Footwear sales were up 17 percent, with same store sales growth (SSSG) rising around 7 percent. Gross profit margins declined slightly but are still solid at 67.6 percent, while earnings margins were unchanged at 25 percent. Management expects a weak third quarter but a strong end of year quarter, with guidance for a “mid-to-high single digit” SSSG for the second half of 2012.

Management has long said that the sector-wide price war is likely to lead to margin pressure on the company. Nevertheless, based on its strong brand franchise, management believes the magnitude of margin erosion will be lower than sector average. That said, the company will stick with its plans for an annual 10 percent growth rate in new store openings.

The sportswear division saw sales up 12 percent in the first half, while gross profit margins up by 37 percent. Earnings increased a relatively meager 5.2 percent, but the flagging sportswear niche appears close to reaching a bottom.

The sportswear division has been the company’s weakest link, but management has been gradually turning it around. The company’s main brands, Nike and Adidas, are better positioned in China than local sportswear brands.

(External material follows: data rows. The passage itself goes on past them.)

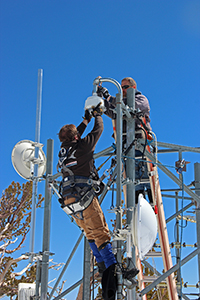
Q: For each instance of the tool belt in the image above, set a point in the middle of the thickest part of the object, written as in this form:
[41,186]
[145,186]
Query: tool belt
[79,191]
[79,205]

The sportswear market in China is fiercely competitive but Belle’s premium brands should prove the winners over the long term. The sportswear division is still a relatively small part of the company, contributing a little over 30 percent of revenue and around 12 percent of profits, which provides plenty of room for growth.

Remember that Belle’s long-term growth is largely predicated on the higher wages of China’s rising middle class. This increased spending power should help the country’s mid- to high-end women’s footwear market continue growing by 10 percent to 13 percent over the next three years.

China is the world’s biggest footwear market, with estimated sales of more than 2.4 billion pairs, representing 13 percent of global footwear sales. Ladies’ footwear represents 60 percent of the market, men’s footwear accounts for 30 percent and children’s footwear makes up the remaining 10 percent.

Belle has been pushing for more exposure in department stores, which still represent a growing retail outlet in China. Department store operators covet Belle’s well-regarded portfolio of brands, making it easier for the company to secure favorable shelf space.

The company also has been expanding into men’s and children’s footwear. Belle is in a good position operationally to expand its product lines. The company boasts one of the industry’s most efficient supply chains, which allows for a shorter production and delivery cycle and substantially lower inventory costs.

With USD620 million in cash and strong cash flows, Belle is in the enviable position of being able to easily cover its yearly capital expenditures of around USD150 million, as well as afford new acquisition opportunities. Belle International Holdings remains a buy up to HKD15.